Compétition entre un médicament et une substance endogène : les acides gras et la bilirubine entrent en compétition avec les médicaments acides au niveau des sites de fixation de l’albumine.

• Une liaison à un petit nombre de sites (de type 1) est facilement saturable, même pour des concentrations plasmatiques faibles du médicament : le médicament fixé sera aisément déplaçable par des molécules endogènes (acides gras, bilirubine…) ou exogènes dont l’affinité pour la protéine est plus importante.

Par exemple : le déplacement de la bilirubine de ses sites de liaison à l’albumine par un sulfamide ou par un anion organique augmente le risque d’encéphalopathie bilirubinémique chez le nourrisson.

Quelle incidence en pratique ?

• La liaison protéique n’a une incidence significative que si elle est élevée (> 90 %) et si le médicament a un index thérapeutique étroit : cela concerne en fait très peu de molécules. De plus, le seul déplacement des protéines plasmatiques est rarement responsable de l’interaction : d’autres mécanismes y participent (notamment une inhibition de la dégradation du médicament déplacé par compétition au niveau de ses sites de métabolisation).

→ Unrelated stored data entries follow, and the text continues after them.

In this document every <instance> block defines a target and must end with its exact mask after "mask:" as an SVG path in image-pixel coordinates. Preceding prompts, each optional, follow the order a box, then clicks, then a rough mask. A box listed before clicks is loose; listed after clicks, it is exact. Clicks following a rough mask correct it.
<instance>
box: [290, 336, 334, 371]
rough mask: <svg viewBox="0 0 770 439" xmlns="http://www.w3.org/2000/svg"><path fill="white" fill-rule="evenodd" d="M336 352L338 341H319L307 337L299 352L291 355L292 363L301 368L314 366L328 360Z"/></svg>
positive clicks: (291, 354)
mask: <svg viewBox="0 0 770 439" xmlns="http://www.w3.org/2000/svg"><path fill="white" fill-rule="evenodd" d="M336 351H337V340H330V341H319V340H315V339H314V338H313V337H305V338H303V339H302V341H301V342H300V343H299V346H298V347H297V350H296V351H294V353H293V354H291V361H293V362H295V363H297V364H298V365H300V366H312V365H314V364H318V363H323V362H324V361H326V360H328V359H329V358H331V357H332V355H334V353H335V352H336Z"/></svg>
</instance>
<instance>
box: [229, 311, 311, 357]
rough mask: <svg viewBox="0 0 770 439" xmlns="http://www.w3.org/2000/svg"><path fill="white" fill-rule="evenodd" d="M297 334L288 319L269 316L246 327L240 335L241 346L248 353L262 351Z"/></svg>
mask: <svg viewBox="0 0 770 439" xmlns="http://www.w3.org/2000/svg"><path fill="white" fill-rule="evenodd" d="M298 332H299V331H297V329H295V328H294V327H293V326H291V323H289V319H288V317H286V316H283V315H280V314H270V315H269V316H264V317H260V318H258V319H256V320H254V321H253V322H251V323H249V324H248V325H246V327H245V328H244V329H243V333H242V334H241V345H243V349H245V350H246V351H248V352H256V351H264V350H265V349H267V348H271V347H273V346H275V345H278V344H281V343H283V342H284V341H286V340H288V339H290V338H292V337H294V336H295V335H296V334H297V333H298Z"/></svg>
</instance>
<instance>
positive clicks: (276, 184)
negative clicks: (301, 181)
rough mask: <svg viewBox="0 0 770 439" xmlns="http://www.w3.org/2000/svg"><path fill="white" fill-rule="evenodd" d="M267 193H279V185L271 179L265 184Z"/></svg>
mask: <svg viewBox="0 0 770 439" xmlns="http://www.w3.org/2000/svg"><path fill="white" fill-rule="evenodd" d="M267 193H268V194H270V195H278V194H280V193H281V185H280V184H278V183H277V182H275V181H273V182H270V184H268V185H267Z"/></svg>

En théorie : pour un médicament A, 99 % des molécules sont fixées aux protéines et son activité est obtenue avec 1 % du produit libre. Si un médicament B déplace A de 1 %, en réduisant donc « l » à 98 %, la fraction libre du médicament est doublée. Les conséquences de cette augmentation peuvent être graves si l’index thérapeutique de A est étroit. En revanche, le déplacement de 1 % de A n’a pas d’importance si le pourcentage de liaison est faible car les modifications de la fraction libre sont alors peu significatives.

En pratique : si quelques exemples se retrouvent classiquement évoqués dans la littérature, leur incidence réelle reste controversée :

– la prise d’anti-inflammatoires non stéroïdiens peut déplacer des sulfamides hypoglycémiants avec risque de brutale hypoglycémie ;

– la prise de fibrates peut déplacer les AVK avec risque hémorragique ;

– la prise d’aspirine (≥ 3 g/j) peut également déplacer les AVK avec risque hémorragique (s’ajoutant bien sûr à l’interaction pharmacologique responsable majeure de ce risque).

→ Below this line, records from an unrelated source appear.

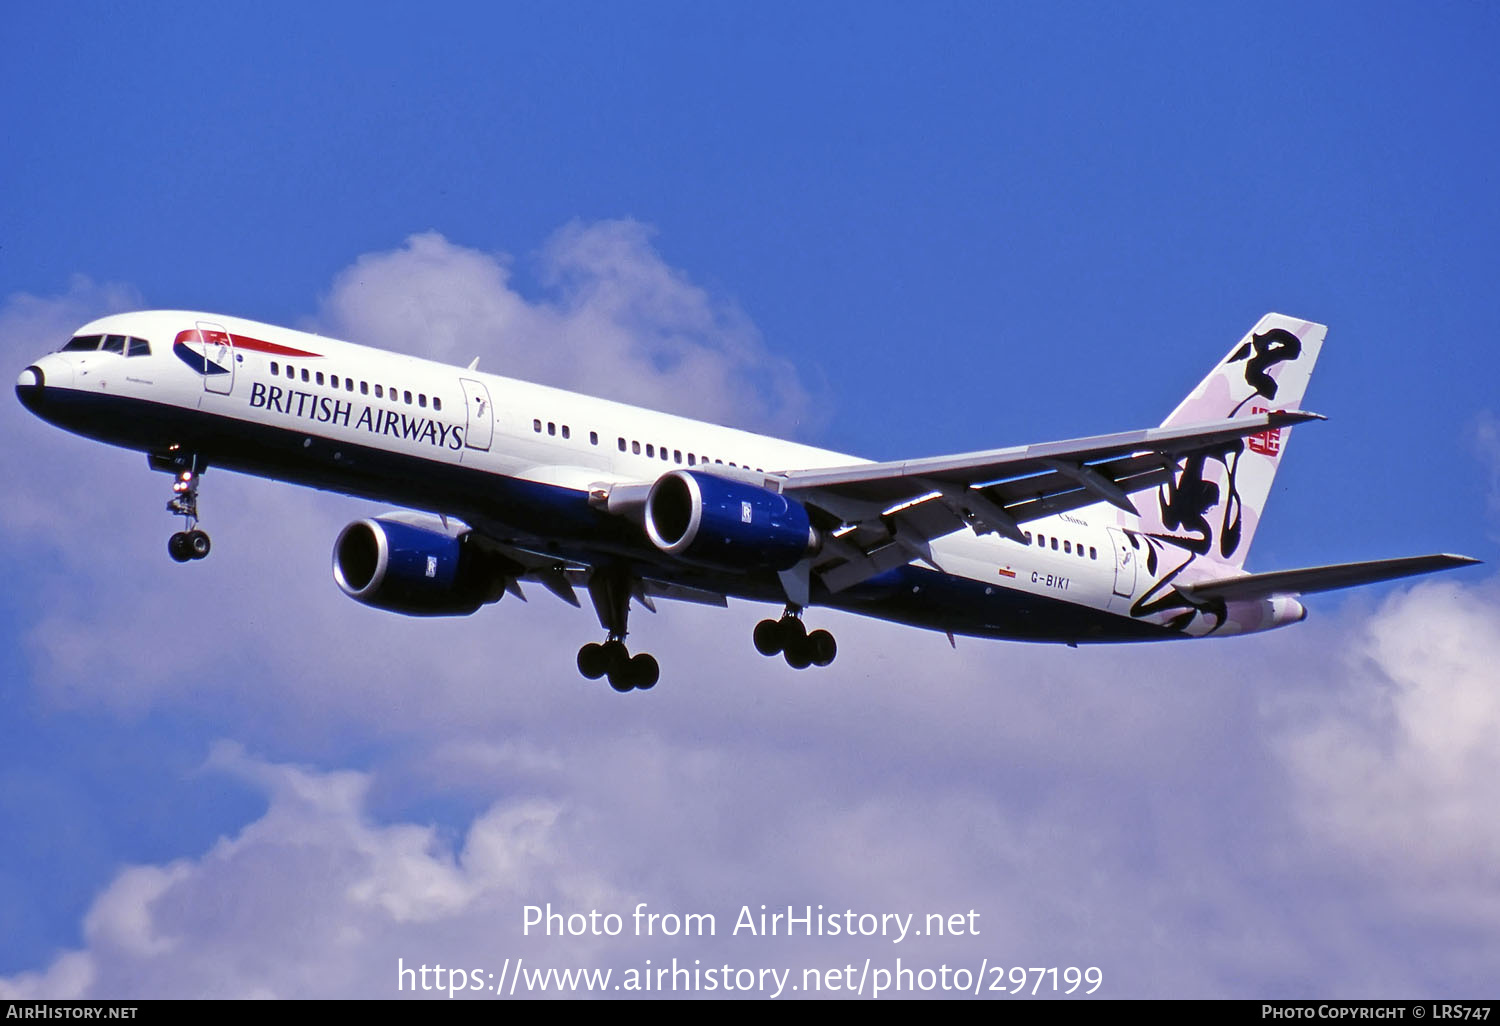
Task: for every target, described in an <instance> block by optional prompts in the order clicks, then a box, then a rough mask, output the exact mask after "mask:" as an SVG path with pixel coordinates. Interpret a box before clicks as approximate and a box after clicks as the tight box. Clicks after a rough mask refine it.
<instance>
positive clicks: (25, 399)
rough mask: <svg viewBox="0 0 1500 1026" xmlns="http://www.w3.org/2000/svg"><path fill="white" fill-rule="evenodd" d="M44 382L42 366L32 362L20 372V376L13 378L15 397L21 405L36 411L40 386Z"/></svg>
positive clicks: (45, 381) (23, 406)
mask: <svg viewBox="0 0 1500 1026" xmlns="http://www.w3.org/2000/svg"><path fill="white" fill-rule="evenodd" d="M45 384H46V375H45V374H42V368H39V366H36V365H31V366H30V368H27V369H26V371H23V372H21V377H20V378H17V380H15V398H17V399H20V401H21V405H23V407H26V408H27V410H30V411H31V413H36V408H37V405H39V404H40V401H42V387H43V386H45Z"/></svg>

Sources : Singlas E., Taburet AM. (1987), Abrégé de pharmacocinétique, Hoechst Biologie ; Rolan P.E. (1994), Plasma protein binding displacement interactions - Why are they still regarded as clinically important ? Br. J. Clin. Pharmacol., 37 (2), pp. 125-128 ; Benet L.Z., Hoener B.A. (2002), Changes in plasma protein binding have little clinical relevance, Clinical Pharmacology & Therapeutics, 71 (3), pp. 115-121.